Today’s post is courtesy of Survival Skills author Jean Ryan, whose blog you can find on her website. Enjoy!
Time Enough
How we view time can be a source of comfort or pain. Many people, particularly Eastern cultures, adhere to the belief that we live any number of lives: time is seen as cyclical and forgiving. Westerners tend to see time as linear, something we use up, something we never have enough of.
Whatever our beliefs, we all know that the lives we are living now will one day end. This knowledge is the ultimate spoiler, the price we pay for having a neocortex. Other animals are not saddled with this awareness—at least I assume, I hope, they are not. In 1777 the British explorer Captain Cook gave a newly hatched tortoise to a royal family in Polynesia, who kept the creature as a pet until it died of natural causes 188 years later. That turtle pulled its heavy self across the ground, presumably the same well-worn ground, for 68,620 days. Was it weary by then? Bored? Might it have opted for a life half as long?
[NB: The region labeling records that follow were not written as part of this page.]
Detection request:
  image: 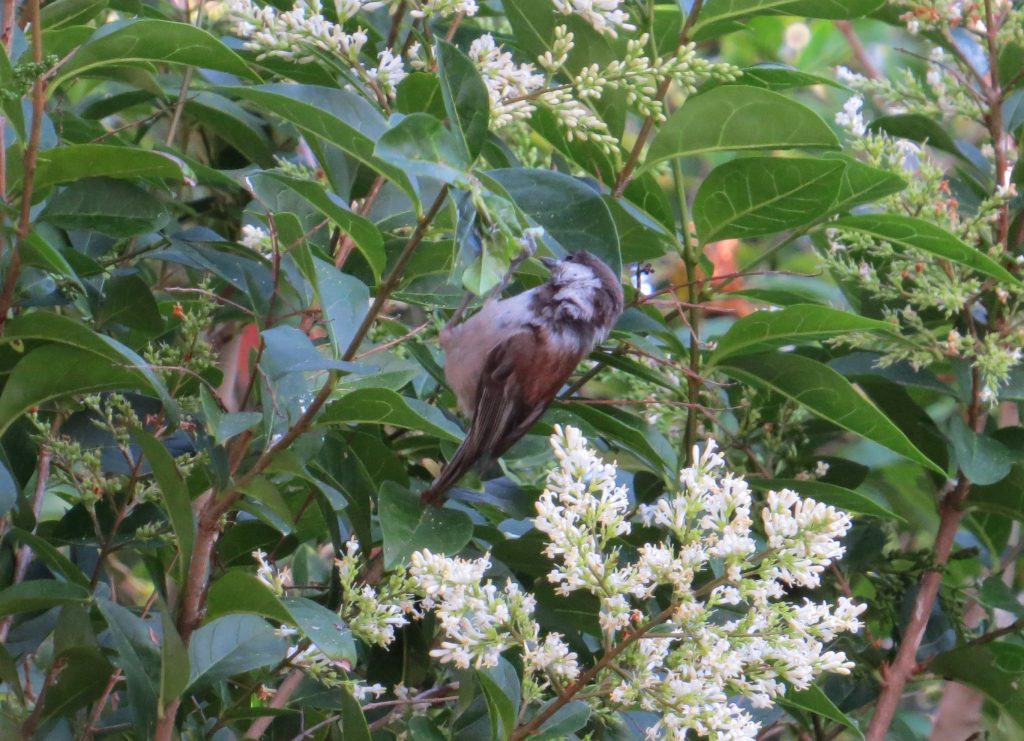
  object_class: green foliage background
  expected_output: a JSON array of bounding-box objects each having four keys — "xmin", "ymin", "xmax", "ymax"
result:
[{"xmin": 0, "ymin": 0, "xmax": 1024, "ymax": 739}]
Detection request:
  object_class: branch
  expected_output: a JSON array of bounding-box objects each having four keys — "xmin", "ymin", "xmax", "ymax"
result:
[{"xmin": 0, "ymin": 0, "xmax": 46, "ymax": 334}]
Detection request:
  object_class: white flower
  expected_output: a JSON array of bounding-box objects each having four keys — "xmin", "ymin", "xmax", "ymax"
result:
[{"xmin": 836, "ymin": 95, "xmax": 867, "ymax": 138}]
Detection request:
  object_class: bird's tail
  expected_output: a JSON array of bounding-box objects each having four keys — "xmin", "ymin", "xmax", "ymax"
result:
[{"xmin": 420, "ymin": 442, "xmax": 476, "ymax": 507}]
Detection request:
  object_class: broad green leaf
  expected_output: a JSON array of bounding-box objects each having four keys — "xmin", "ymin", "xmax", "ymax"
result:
[
  {"xmin": 867, "ymin": 114, "xmax": 964, "ymax": 159},
  {"xmin": 748, "ymin": 478, "xmax": 903, "ymax": 522},
  {"xmin": 437, "ymin": 41, "xmax": 490, "ymax": 162},
  {"xmin": 828, "ymin": 214, "xmax": 1022, "ymax": 286},
  {"xmin": 35, "ymin": 144, "xmax": 191, "ymax": 188},
  {"xmin": 377, "ymin": 481, "xmax": 473, "ymax": 569},
  {"xmin": 476, "ymin": 656, "xmax": 522, "ymax": 738},
  {"xmin": 188, "ymin": 615, "xmax": 288, "ymax": 690},
  {"xmin": 157, "ymin": 605, "xmax": 189, "ymax": 716},
  {"xmin": 530, "ymin": 700, "xmax": 590, "ymax": 741},
  {"xmin": 718, "ymin": 353, "xmax": 945, "ymax": 475},
  {"xmin": 282, "ymin": 597, "xmax": 358, "ymax": 666},
  {"xmin": 206, "ymin": 571, "xmax": 293, "ymax": 624},
  {"xmin": 94, "ymin": 274, "xmax": 164, "ymax": 335},
  {"xmin": 693, "ymin": 157, "xmax": 846, "ymax": 245},
  {"xmin": 487, "ymin": 168, "xmax": 623, "ymax": 275},
  {"xmin": 52, "ymin": 18, "xmax": 259, "ymax": 88},
  {"xmin": 693, "ymin": 0, "xmax": 885, "ymax": 33},
  {"xmin": 374, "ymin": 114, "xmax": 470, "ymax": 187},
  {"xmin": 263, "ymin": 171, "xmax": 387, "ymax": 282},
  {"xmin": 39, "ymin": 0, "xmax": 109, "ymax": 30},
  {"xmin": 709, "ymin": 304, "xmax": 892, "ymax": 365},
  {"xmin": 0, "ymin": 579, "xmax": 91, "ymax": 616},
  {"xmin": 825, "ymin": 152, "xmax": 906, "ymax": 213},
  {"xmin": 10, "ymin": 527, "xmax": 89, "ymax": 590},
  {"xmin": 949, "ymin": 415, "xmax": 1020, "ymax": 486},
  {"xmin": 0, "ymin": 311, "xmax": 178, "ymax": 421},
  {"xmin": 39, "ymin": 178, "xmax": 171, "ymax": 237},
  {"xmin": 318, "ymin": 389, "xmax": 463, "ymax": 442},
  {"xmin": 779, "ymin": 685, "xmax": 864, "ymax": 738},
  {"xmin": 223, "ymin": 83, "xmax": 420, "ymax": 209},
  {"xmin": 96, "ymin": 599, "xmax": 160, "ymax": 738},
  {"xmin": 0, "ymin": 463, "xmax": 18, "ymax": 517},
  {"xmin": 0, "ymin": 345, "xmax": 157, "ymax": 432},
  {"xmin": 132, "ymin": 430, "xmax": 196, "ymax": 583},
  {"xmin": 739, "ymin": 62, "xmax": 843, "ymax": 90},
  {"xmin": 644, "ymin": 85, "xmax": 840, "ymax": 169}
]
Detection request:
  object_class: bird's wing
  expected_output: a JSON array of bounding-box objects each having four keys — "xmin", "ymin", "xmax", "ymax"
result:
[{"xmin": 423, "ymin": 331, "xmax": 581, "ymax": 504}]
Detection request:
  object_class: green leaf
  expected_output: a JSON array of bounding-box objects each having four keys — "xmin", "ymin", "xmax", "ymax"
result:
[
  {"xmin": 928, "ymin": 643, "xmax": 1024, "ymax": 728},
  {"xmin": 132, "ymin": 430, "xmax": 196, "ymax": 583},
  {"xmin": 94, "ymin": 274, "xmax": 164, "ymax": 335},
  {"xmin": 188, "ymin": 615, "xmax": 288, "ymax": 690},
  {"xmin": 0, "ymin": 579, "xmax": 91, "ymax": 616},
  {"xmin": 530, "ymin": 700, "xmax": 590, "ymax": 741},
  {"xmin": 476, "ymin": 656, "xmax": 521, "ymax": 739},
  {"xmin": 51, "ymin": 18, "xmax": 259, "ymax": 88},
  {"xmin": 867, "ymin": 114, "xmax": 964, "ymax": 159},
  {"xmin": 262, "ymin": 171, "xmax": 387, "ymax": 282},
  {"xmin": 0, "ymin": 311, "xmax": 178, "ymax": 427},
  {"xmin": 318, "ymin": 389, "xmax": 463, "ymax": 442},
  {"xmin": 35, "ymin": 144, "xmax": 191, "ymax": 188},
  {"xmin": 778, "ymin": 685, "xmax": 864, "ymax": 738},
  {"xmin": 282, "ymin": 597, "xmax": 358, "ymax": 666},
  {"xmin": 374, "ymin": 114, "xmax": 469, "ymax": 187},
  {"xmin": 206, "ymin": 571, "xmax": 292, "ymax": 624},
  {"xmin": 748, "ymin": 478, "xmax": 904, "ymax": 522},
  {"xmin": 10, "ymin": 527, "xmax": 89, "ymax": 590},
  {"xmin": 487, "ymin": 168, "xmax": 623, "ymax": 275},
  {"xmin": 643, "ymin": 85, "xmax": 840, "ymax": 169},
  {"xmin": 739, "ymin": 62, "xmax": 843, "ymax": 90},
  {"xmin": 224, "ymin": 83, "xmax": 420, "ymax": 210},
  {"xmin": 96, "ymin": 599, "xmax": 160, "ymax": 738},
  {"xmin": 338, "ymin": 685, "xmax": 373, "ymax": 741},
  {"xmin": 708, "ymin": 304, "xmax": 892, "ymax": 365},
  {"xmin": 0, "ymin": 345, "xmax": 146, "ymax": 432},
  {"xmin": 828, "ymin": 214, "xmax": 1022, "ymax": 286},
  {"xmin": 0, "ymin": 463, "xmax": 18, "ymax": 517},
  {"xmin": 377, "ymin": 481, "xmax": 473, "ymax": 569},
  {"xmin": 693, "ymin": 157, "xmax": 846, "ymax": 245},
  {"xmin": 39, "ymin": 178, "xmax": 171, "ymax": 237},
  {"xmin": 825, "ymin": 152, "xmax": 906, "ymax": 213},
  {"xmin": 718, "ymin": 353, "xmax": 945, "ymax": 476},
  {"xmin": 184, "ymin": 90, "xmax": 274, "ymax": 168},
  {"xmin": 693, "ymin": 0, "xmax": 885, "ymax": 33},
  {"xmin": 949, "ymin": 415, "xmax": 1018, "ymax": 486},
  {"xmin": 157, "ymin": 605, "xmax": 189, "ymax": 716},
  {"xmin": 437, "ymin": 41, "xmax": 490, "ymax": 162}
]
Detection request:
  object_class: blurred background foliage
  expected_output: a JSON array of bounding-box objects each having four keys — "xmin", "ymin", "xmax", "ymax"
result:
[{"xmin": 0, "ymin": 0, "xmax": 1024, "ymax": 740}]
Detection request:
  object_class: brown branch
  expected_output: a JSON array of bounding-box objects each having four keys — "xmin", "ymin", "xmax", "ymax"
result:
[
  {"xmin": 611, "ymin": 0, "xmax": 702, "ymax": 198},
  {"xmin": 0, "ymin": 0, "xmax": 46, "ymax": 334}
]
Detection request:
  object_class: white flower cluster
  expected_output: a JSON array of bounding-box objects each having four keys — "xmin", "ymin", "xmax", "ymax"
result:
[
  {"xmin": 469, "ymin": 26, "xmax": 737, "ymax": 151},
  {"xmin": 228, "ymin": 0, "xmax": 407, "ymax": 97},
  {"xmin": 535, "ymin": 428, "xmax": 865, "ymax": 739},
  {"xmin": 554, "ymin": 0, "xmax": 637, "ymax": 38}
]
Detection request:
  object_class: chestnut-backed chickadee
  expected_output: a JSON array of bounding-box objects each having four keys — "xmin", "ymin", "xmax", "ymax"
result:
[{"xmin": 422, "ymin": 252, "xmax": 623, "ymax": 505}]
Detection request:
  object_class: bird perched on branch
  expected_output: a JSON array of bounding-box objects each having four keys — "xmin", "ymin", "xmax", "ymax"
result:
[{"xmin": 422, "ymin": 252, "xmax": 623, "ymax": 506}]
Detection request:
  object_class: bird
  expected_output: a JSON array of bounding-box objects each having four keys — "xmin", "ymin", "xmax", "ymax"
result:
[{"xmin": 421, "ymin": 251, "xmax": 624, "ymax": 507}]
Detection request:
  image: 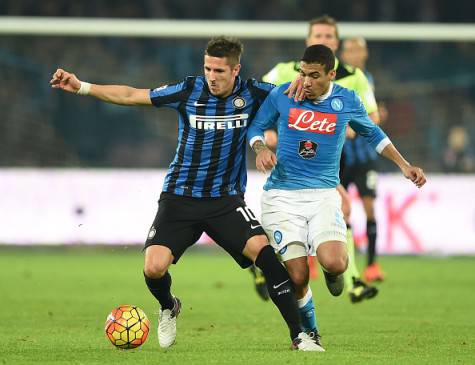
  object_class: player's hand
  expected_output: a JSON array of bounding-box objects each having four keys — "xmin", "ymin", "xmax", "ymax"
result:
[
  {"xmin": 402, "ymin": 166, "xmax": 427, "ymax": 188},
  {"xmin": 256, "ymin": 148, "xmax": 277, "ymax": 174},
  {"xmin": 49, "ymin": 68, "xmax": 81, "ymax": 93},
  {"xmin": 284, "ymin": 75, "xmax": 305, "ymax": 102}
]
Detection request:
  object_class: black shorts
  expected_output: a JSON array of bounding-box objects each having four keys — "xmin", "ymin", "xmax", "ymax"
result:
[
  {"xmin": 145, "ymin": 193, "xmax": 265, "ymax": 268},
  {"xmin": 340, "ymin": 161, "xmax": 378, "ymax": 198}
]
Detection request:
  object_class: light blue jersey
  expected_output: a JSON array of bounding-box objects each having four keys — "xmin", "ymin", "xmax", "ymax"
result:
[{"xmin": 247, "ymin": 83, "xmax": 391, "ymax": 190}]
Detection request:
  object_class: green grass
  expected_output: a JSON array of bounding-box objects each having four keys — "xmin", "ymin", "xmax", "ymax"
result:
[{"xmin": 0, "ymin": 247, "xmax": 475, "ymax": 365}]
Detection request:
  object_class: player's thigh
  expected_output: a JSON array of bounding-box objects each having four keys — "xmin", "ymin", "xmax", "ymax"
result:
[
  {"xmin": 308, "ymin": 189, "xmax": 346, "ymax": 250},
  {"xmin": 317, "ymin": 241, "xmax": 348, "ymax": 273},
  {"xmin": 261, "ymin": 189, "xmax": 308, "ymax": 260},
  {"xmin": 205, "ymin": 195, "xmax": 267, "ymax": 268},
  {"xmin": 145, "ymin": 193, "xmax": 203, "ymax": 263}
]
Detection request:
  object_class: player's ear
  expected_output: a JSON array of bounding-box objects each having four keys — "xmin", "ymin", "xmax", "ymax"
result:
[{"xmin": 233, "ymin": 63, "xmax": 241, "ymax": 77}]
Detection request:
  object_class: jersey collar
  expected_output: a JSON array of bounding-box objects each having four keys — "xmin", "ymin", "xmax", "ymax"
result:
[{"xmin": 313, "ymin": 82, "xmax": 333, "ymax": 104}]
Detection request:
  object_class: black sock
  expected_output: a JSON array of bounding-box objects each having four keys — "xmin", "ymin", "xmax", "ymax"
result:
[
  {"xmin": 143, "ymin": 271, "xmax": 175, "ymax": 310},
  {"xmin": 366, "ymin": 219, "xmax": 377, "ymax": 266},
  {"xmin": 256, "ymin": 246, "xmax": 302, "ymax": 339}
]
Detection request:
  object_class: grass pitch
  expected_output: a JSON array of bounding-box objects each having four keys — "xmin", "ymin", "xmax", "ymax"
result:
[{"xmin": 0, "ymin": 246, "xmax": 475, "ymax": 365}]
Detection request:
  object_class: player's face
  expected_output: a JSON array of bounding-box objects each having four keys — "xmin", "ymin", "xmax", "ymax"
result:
[
  {"xmin": 300, "ymin": 62, "xmax": 335, "ymax": 100},
  {"xmin": 341, "ymin": 40, "xmax": 368, "ymax": 68},
  {"xmin": 306, "ymin": 24, "xmax": 339, "ymax": 53},
  {"xmin": 204, "ymin": 55, "xmax": 241, "ymax": 98}
]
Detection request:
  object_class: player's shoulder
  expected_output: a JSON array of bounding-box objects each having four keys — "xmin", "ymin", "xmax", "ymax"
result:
[
  {"xmin": 245, "ymin": 78, "xmax": 275, "ymax": 92},
  {"xmin": 332, "ymin": 84, "xmax": 360, "ymax": 102},
  {"xmin": 262, "ymin": 61, "xmax": 298, "ymax": 84}
]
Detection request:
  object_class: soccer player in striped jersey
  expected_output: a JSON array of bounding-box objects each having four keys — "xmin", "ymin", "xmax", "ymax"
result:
[
  {"xmin": 51, "ymin": 37, "xmax": 324, "ymax": 351},
  {"xmin": 248, "ymin": 44, "xmax": 426, "ymax": 346}
]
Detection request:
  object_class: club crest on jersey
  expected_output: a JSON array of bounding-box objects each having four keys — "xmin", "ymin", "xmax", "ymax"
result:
[
  {"xmin": 148, "ymin": 226, "xmax": 157, "ymax": 239},
  {"xmin": 299, "ymin": 139, "xmax": 318, "ymax": 160},
  {"xmin": 274, "ymin": 231, "xmax": 282, "ymax": 244},
  {"xmin": 330, "ymin": 98, "xmax": 343, "ymax": 112},
  {"xmin": 288, "ymin": 108, "xmax": 338, "ymax": 134},
  {"xmin": 233, "ymin": 96, "xmax": 246, "ymax": 109}
]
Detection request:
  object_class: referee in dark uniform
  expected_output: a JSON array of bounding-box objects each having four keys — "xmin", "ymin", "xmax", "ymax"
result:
[{"xmin": 51, "ymin": 37, "xmax": 324, "ymax": 351}]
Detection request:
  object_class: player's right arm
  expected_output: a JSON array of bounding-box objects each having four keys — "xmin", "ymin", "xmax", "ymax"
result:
[
  {"xmin": 247, "ymin": 87, "xmax": 282, "ymax": 173},
  {"xmin": 50, "ymin": 68, "xmax": 152, "ymax": 105}
]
On the other end of the spectrum is the mayfly, a creature whose adult life amounts to less than a day; in some species, just a few minutes. The larval versions, naiads, can live up to a year, during which they hide in aquatic debris and progress through several stages—instars—before growing a pair of wings and becoming immature adults. The winged juveniles last no longer than the final version and are not sexually viable until a few hours later, when they emerge from their last molt with features unique in the insect world, paired genitals: two penises for the males and two gonopores for the females. They do not feed: their mouths are useless and their digestive tracts are filled with air. This day, their first and last on earth, all they do is mate—little wonder our creator doubled up on their genitalia.
Like locusts, mayflies “hatch” in stupendous numbers, trillions at a time. The males begin swarming over a river, and the females fly into this mass. With specialized legs, the male grabs a female, and copulation takes place in mid-air, after which the female falls to the water’s surface and lays her eggs before dying. The spent females cover the water, providing a feast for the fish below. The males fly off to die on land, a boon to local birds.
Even the waiting wildlife cannot keep pace with these mayfly windfalls, and in some municipalities snow plows are deployed to clear away the mountains of corpses. While Americans consider mayflies a nuisance, tribes in Africa make nutritious patties out of them.
It would seem that a mayfly’s fleeting life amounts to nothing more than sustenance for larger creatures. Mayflies, all 2,500 species of them, are designed as sacrifices, put here for the greater good. Twenty-four hours is all the time they are given and all the time they need.
The ancient Greeks had a saying:
There is not a short life or a long life.
There is only the life that you have, and the life you have
is the life you are given, the life you work with.
It has its own shape, describes its own arc, and is perfect.
A whole life in one day. It must be glorious.